Microscopically, UELS is characterized by cellular proliferation of oval, spindle or stellate pleomorphic cells with poorly defined cell borders (2,3). Immunocytochemically, the indices of the present patient were as follows: Caldesmon(+), CD68(+), Ki67(+), vimentin(+), AFP(−), CK(−), desmin(−), hepatocyte(−), MSA(−), myod1(−), myoglobin(−) and SMA(−). The outcome was approximately the same as that described previously (2). As in the present case, certain cases of UELS are positive for CD68 (21,22) and vimentin (23), which implies a mesenchymal origin. Moreover, in the present case, positive expression was found for caldesmon (24–26), which suggests sarcous origin. The positive expression of the proliferation marker Ki67 suggests it is an aggressive tumor (27,28).

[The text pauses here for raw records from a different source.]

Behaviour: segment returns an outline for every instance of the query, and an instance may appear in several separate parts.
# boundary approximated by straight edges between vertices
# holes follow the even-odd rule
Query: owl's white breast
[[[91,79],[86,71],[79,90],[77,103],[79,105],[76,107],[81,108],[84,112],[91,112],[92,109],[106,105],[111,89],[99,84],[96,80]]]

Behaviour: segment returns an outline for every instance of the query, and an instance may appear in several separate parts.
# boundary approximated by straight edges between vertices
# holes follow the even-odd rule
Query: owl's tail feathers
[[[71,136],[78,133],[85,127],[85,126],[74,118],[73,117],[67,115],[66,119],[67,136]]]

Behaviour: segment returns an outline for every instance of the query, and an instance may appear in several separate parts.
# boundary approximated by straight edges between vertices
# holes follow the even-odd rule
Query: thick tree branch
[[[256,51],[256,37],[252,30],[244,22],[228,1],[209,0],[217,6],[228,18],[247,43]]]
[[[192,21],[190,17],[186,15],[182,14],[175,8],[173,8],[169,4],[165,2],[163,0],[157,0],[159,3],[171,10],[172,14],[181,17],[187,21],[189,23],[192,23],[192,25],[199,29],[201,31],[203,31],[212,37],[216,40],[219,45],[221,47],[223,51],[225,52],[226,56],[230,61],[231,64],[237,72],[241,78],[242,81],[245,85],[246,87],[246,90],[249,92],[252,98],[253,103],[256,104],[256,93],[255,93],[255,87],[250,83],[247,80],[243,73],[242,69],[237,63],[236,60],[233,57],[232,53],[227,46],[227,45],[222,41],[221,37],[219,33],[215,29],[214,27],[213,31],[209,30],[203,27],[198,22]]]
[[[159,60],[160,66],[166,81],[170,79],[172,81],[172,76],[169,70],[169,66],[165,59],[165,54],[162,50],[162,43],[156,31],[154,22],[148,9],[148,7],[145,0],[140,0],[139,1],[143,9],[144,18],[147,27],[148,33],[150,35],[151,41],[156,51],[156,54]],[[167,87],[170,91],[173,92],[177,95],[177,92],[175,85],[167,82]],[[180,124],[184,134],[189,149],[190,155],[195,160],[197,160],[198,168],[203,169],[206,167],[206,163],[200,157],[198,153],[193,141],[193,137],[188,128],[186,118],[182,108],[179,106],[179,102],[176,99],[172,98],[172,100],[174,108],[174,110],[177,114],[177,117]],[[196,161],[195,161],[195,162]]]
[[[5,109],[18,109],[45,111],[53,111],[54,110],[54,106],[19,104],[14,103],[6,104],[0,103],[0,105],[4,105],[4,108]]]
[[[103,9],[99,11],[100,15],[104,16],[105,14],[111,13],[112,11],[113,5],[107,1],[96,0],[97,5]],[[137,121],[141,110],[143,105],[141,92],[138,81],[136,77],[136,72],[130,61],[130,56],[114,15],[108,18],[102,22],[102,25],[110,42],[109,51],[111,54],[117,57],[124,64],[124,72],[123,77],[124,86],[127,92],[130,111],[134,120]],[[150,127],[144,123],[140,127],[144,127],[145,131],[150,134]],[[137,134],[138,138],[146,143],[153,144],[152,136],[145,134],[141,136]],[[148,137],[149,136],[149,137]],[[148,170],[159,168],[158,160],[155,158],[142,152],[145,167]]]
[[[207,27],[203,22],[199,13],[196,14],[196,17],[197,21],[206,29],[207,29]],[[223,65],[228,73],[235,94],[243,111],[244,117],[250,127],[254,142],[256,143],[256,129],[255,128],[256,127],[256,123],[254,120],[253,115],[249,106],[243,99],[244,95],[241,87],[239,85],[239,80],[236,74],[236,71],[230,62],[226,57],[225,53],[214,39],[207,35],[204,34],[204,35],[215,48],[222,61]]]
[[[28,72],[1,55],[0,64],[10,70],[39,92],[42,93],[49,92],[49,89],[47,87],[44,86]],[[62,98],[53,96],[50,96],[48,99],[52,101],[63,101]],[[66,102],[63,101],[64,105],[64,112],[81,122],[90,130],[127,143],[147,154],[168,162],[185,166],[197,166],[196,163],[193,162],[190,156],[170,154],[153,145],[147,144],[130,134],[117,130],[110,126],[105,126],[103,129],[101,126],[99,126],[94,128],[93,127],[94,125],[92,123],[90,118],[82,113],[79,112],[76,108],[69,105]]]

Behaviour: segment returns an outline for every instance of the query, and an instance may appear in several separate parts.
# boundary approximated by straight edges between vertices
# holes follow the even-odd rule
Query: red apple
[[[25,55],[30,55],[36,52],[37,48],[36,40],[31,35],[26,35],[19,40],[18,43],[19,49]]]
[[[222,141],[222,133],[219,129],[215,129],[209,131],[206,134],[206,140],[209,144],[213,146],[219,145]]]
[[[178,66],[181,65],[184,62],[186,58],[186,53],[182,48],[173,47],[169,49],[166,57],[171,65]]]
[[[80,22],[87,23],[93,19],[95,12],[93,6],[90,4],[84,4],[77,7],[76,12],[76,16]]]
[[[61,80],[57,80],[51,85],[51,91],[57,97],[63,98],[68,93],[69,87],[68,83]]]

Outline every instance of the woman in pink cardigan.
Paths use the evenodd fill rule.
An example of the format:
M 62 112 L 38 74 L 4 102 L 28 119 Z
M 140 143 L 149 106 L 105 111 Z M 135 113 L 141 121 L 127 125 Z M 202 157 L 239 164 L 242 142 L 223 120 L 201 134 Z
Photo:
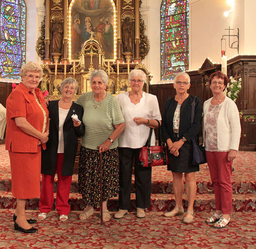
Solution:
M 214 228 L 224 228 L 230 222 L 232 165 L 238 150 L 241 134 L 237 105 L 224 92 L 227 82 L 227 76 L 221 72 L 212 73 L 209 84 L 213 97 L 204 103 L 204 141 L 216 209 L 206 223 L 214 224 Z

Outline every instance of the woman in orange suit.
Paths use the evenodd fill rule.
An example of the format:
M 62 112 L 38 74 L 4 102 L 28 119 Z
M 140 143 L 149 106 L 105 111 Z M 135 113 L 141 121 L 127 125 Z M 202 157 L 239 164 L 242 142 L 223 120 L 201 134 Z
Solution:
M 22 82 L 6 101 L 5 148 L 9 151 L 12 193 L 17 199 L 14 228 L 32 233 L 36 220 L 25 214 L 26 201 L 40 195 L 41 149 L 48 140 L 48 110 L 39 88 L 43 76 L 40 65 L 33 62 L 21 69 Z

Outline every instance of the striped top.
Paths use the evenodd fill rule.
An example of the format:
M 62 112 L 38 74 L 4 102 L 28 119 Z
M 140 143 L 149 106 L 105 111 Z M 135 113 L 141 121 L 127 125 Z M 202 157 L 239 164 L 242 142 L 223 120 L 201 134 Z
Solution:
M 101 104 L 95 102 L 92 104 L 94 94 L 93 92 L 84 93 L 75 101 L 84 109 L 83 123 L 85 126 L 85 132 L 81 138 L 83 146 L 91 149 L 98 149 L 97 147 L 104 143 L 113 132 L 113 124 L 117 124 L 125 121 L 117 100 L 109 94 Z M 95 100 L 94 100 L 95 101 Z M 109 149 L 118 146 L 116 139 L 109 147 Z

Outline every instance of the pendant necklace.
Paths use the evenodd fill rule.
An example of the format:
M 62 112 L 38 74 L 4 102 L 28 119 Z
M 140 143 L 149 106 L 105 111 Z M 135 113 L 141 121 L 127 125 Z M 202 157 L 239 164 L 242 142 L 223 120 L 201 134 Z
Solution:
M 106 92 L 105 92 L 106 93 Z M 105 93 L 104 93 L 104 96 L 102 98 L 102 101 L 100 102 L 97 102 L 95 100 L 95 95 L 94 96 L 94 98 L 92 100 L 92 106 L 94 109 L 99 107 L 102 105 L 102 103 L 103 101 L 104 98 L 105 98 Z

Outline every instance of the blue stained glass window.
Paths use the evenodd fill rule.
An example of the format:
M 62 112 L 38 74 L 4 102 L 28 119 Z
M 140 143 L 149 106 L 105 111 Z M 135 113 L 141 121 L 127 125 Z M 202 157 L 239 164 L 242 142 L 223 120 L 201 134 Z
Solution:
M 26 13 L 24 0 L 0 1 L 0 69 L 2 78 L 18 79 L 25 63 Z
M 161 80 L 189 69 L 189 0 L 163 0 L 161 9 Z

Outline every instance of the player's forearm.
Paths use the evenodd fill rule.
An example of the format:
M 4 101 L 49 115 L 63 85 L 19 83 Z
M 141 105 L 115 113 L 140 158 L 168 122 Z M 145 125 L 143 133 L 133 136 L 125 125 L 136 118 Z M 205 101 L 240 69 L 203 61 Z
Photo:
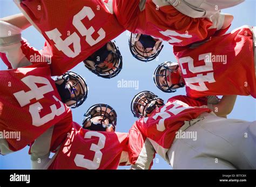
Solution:
M 225 29 L 228 27 L 234 19 L 234 16 L 228 13 L 225 14 L 224 22 L 221 29 Z
M 17 26 L 22 30 L 25 30 L 31 25 L 22 13 L 5 17 L 1 18 L 0 20 Z
M 237 95 L 224 95 L 220 102 L 213 105 L 213 112 L 218 116 L 223 117 L 231 113 Z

The prognosis of UELS is poor even if the tumor is completely resected. Previous reports have demonstrated that treatment with surgery and adjuvant chemotherapy is curative for UELS in certain cases (1,9,29). May et al (4) reported five pediatric patients with UELS who were treated with radical resection followed by adjuvant chemotherapy or radiation and were alive without evidence of recurrence at a median of 53 months (4). Kim et al (9) reported that five pediatric patients who received similar therapy had a comparable prognosis, and proposed that a combined therapy of surgery and chemotherapy improves prognosis (9). Liver transplantation may be a potential treatment option for pediatric patients with UELS if it is feasible. Liver transplantation has been reported in pediatric patients with UELS (12,30,31). One study reported the case of a 6-year-old male who received a liver transplant combined with chemotherapy and was alive 6.5 years following surgery (30). Furthermore, another study reported a male who has been in good health and disease-free for 5 years following treatment with chemotherapy, surgical resection and liver transplantation (12). However, reports of liver transplantation to treat UELS are limited.
In conclusion, complete tumor resection combined with adjuvant chemotherapy may reduce the risk of recurrence and improve the survival time in patients with UELS. Further investigations are required to identify more effective strategies for treating pediatric patients with UELS.